Nigeria’s crude oil production increased marginally to 1.401 million barrels per day (bpd) in October, according to the latest Monthly Oil Market Report by the Organisation of Petroleum Exporting Countries (OPEC).
This marks a slight improvement from the 1.39 million bpd recorded in September.
However, despite the uptick, the report revealed that Nigeria failed to meet its OPEC-assigned production quota for the third consecutive month, the last time it met its target being in July 2025.

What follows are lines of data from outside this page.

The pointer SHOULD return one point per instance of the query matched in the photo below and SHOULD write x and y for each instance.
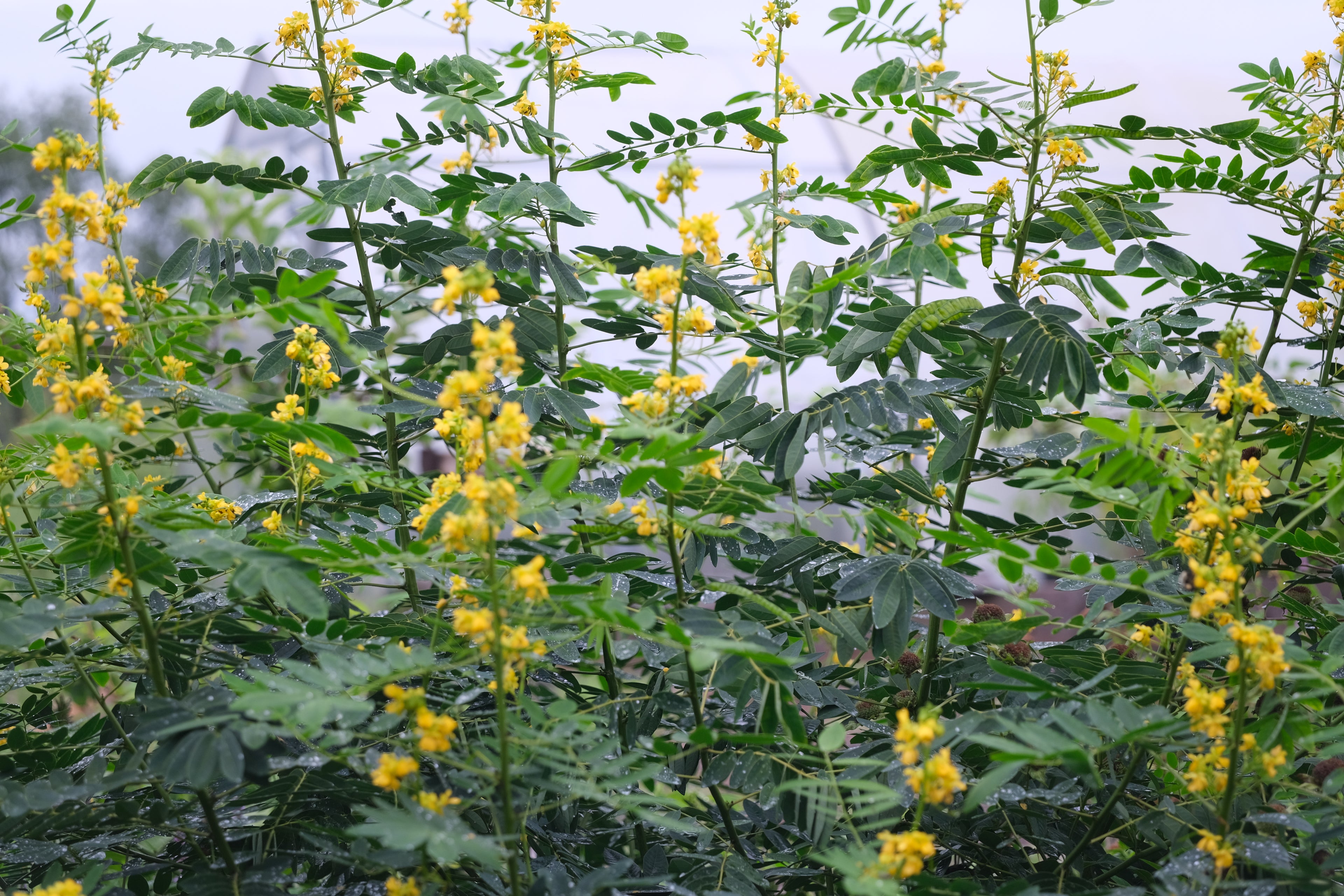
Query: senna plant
(251, 647)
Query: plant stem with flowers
(392, 452)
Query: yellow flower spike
(904, 855)
(435, 731)
(436, 803)
(529, 580)
(392, 770)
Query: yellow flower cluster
(219, 510)
(1315, 65)
(1208, 770)
(1205, 708)
(459, 16)
(1252, 396)
(779, 14)
(646, 518)
(1050, 69)
(1066, 152)
(788, 176)
(68, 887)
(435, 731)
(913, 737)
(347, 7)
(904, 855)
(289, 409)
(294, 30)
(1216, 847)
(769, 51)
(490, 502)
(65, 152)
(691, 320)
(88, 213)
(680, 176)
(476, 280)
(514, 645)
(314, 358)
(436, 804)
(756, 254)
(660, 284)
(69, 468)
(101, 108)
(1261, 649)
(666, 390)
(529, 580)
(1311, 311)
(525, 107)
(392, 770)
(555, 35)
(792, 94)
(701, 233)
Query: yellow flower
(915, 735)
(936, 781)
(529, 580)
(175, 369)
(68, 468)
(474, 624)
(119, 583)
(554, 34)
(435, 731)
(1315, 65)
(1216, 847)
(292, 31)
(1206, 770)
(660, 284)
(1262, 649)
(476, 280)
(392, 770)
(701, 232)
(904, 855)
(648, 519)
(288, 410)
(68, 887)
(219, 510)
(436, 803)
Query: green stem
(1104, 816)
(693, 688)
(1236, 745)
(1324, 378)
(393, 455)
(502, 724)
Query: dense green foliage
(249, 648)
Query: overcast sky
(1183, 56)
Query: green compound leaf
(929, 316)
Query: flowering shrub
(252, 648)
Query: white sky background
(1183, 54)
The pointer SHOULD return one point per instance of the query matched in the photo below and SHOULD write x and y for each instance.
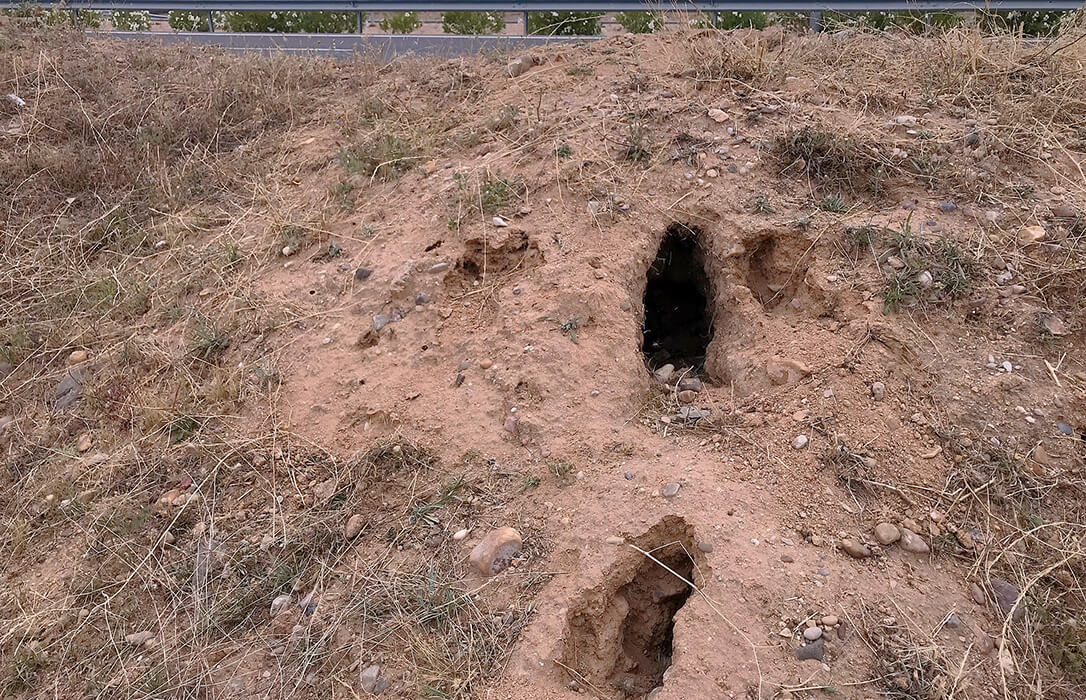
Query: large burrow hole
(621, 635)
(678, 323)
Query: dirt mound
(768, 346)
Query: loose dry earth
(283, 340)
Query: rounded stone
(887, 533)
(353, 526)
(496, 550)
(855, 549)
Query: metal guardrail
(450, 45)
(345, 46)
(544, 5)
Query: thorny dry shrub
(1025, 524)
(1038, 91)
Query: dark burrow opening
(652, 598)
(678, 325)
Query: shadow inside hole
(652, 598)
(678, 327)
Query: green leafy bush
(402, 23)
(742, 20)
(1030, 23)
(290, 22)
(640, 22)
(472, 22)
(914, 22)
(186, 21)
(568, 24)
(736, 21)
(124, 21)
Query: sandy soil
(507, 353)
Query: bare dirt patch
(282, 340)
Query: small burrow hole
(621, 634)
(654, 596)
(678, 323)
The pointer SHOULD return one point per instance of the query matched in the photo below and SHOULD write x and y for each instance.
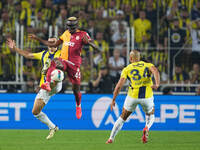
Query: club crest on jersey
(77, 37)
(69, 44)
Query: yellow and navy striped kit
(43, 56)
(139, 76)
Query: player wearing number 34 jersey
(140, 79)
(140, 92)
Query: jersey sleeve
(124, 73)
(62, 36)
(38, 55)
(149, 65)
(87, 35)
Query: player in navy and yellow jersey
(140, 92)
(43, 96)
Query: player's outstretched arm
(11, 44)
(45, 42)
(117, 90)
(156, 74)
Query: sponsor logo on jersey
(101, 113)
(69, 44)
(77, 37)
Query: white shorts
(131, 103)
(45, 95)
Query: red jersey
(72, 46)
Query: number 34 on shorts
(78, 73)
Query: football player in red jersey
(72, 41)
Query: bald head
(134, 56)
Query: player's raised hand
(112, 105)
(11, 43)
(155, 87)
(32, 36)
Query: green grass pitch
(95, 140)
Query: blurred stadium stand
(167, 32)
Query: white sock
(150, 120)
(117, 126)
(44, 119)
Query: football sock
(78, 98)
(44, 119)
(117, 126)
(150, 120)
(51, 68)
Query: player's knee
(35, 112)
(76, 89)
(151, 112)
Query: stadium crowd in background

OPEC data showed that the country averaged 1.444 million bpd in the third quarter of 2025, a decline from 1.481 million bpd in the second quarter and 1.468 million bpd in the first quarter. The figures highlight the country’s ongoing challenges in maintaining stable production, despite recent investments and interventions aimed at revitalising the oil sector.
Persistent issues such as oil theft, pipeline vandalism, ageing infrastructure, and funding shortages continue to hinder production growth.
Although the government has stepped up security along major oil corridors, production levels are still below pre-2020 averages, when output consistently exceeded 1.8 million bpd.
Push for Higher Quota Amid Global Market Shifts
Nigeria’s Minister of State for Petroleum (Oil), Senator Heineken Lokpobiri, has announced plans to request an increase in the country’s OPEC quota to 2 million bpd, up from the current 1.5 million.
He noted that new drilling activities, the revival of dormant oil fields, and increased foreign investment have positioned the country to achieve higher output levels.
Meanwhile, OPEC reported that global oil supply exceeded demand by 500,000 barrels per day in October, reversing a 400,000-barrel shortfall recorded a month earlier.
The rise was driven largely by increased non-OPEC output, with the United States accounting for more than half of the global supply boost.
Nigeria’s failure to meet its quota poses a risk to its foreign exchange earnings, given that oil remains the country’s primary revenue source.
Nonetheless, the recent gradual rise in output suggests a slow but positive recovery that could ease fiscal pressures if maintained.
With ongoing refinery rehabilitation, the coming onstream of private refineries such as Dangote’s, and renewed upstream investment, Nigeria could be on track for a stronger performance in 2026, provided it tackles security and infrastructure bottlenecks hampering the sector’s full recovery.